Photo by: Hannah Enkel
Living in the modern world can be overwhelming. Cell phones and social media allow for instant communication, yet often times they drive us to feel lonelier than ever, fostering a false sense of community that is basically intangible. Being constantly bombarded with distractions and notifications can become a bit of a sensory overload, as I'm sure anyone living in a major city can attest.
Take Toronto’s Humanities. The post-hardcore/noise-rock outfit’s debut EP, premiering on Chart Attack, reflects the difficulties associated with navigating this contemporary social landscape. Drawing influence from the likes of Fugazi and Killing Joke, Humanities’ abrasive yet melodic soundscapes come coupled with a feeling of anxiety, communicated through strained vocals and gritty guitar tones.
The opening track, “Century of the Selfie,” sets the tone for the rest of the project. According to the band, it’s a “bitter meditation on the false promises of social media and connectivity."

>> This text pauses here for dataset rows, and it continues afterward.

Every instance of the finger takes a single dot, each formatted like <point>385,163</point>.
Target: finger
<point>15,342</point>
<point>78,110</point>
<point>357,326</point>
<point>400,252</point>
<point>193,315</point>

The band tells us the EP follows a progression that offers some hope for our cloistered, solipsistic default: “It moves through the claustrophobia of 'Come Outside' and the dystopian vision of work and leisure in 'Belly Full of Fear,' and concludes on a somewhat more optimistic note with 'Your Dreams are My Dreams,' a song that finds communicative and creative possibility in that apparently most solitary activity: dreaming."
Humanities' self-titled EP is available March 25th via 100 Eyes. You can catch them at the Smiling Buddha that same night to celebrate the release.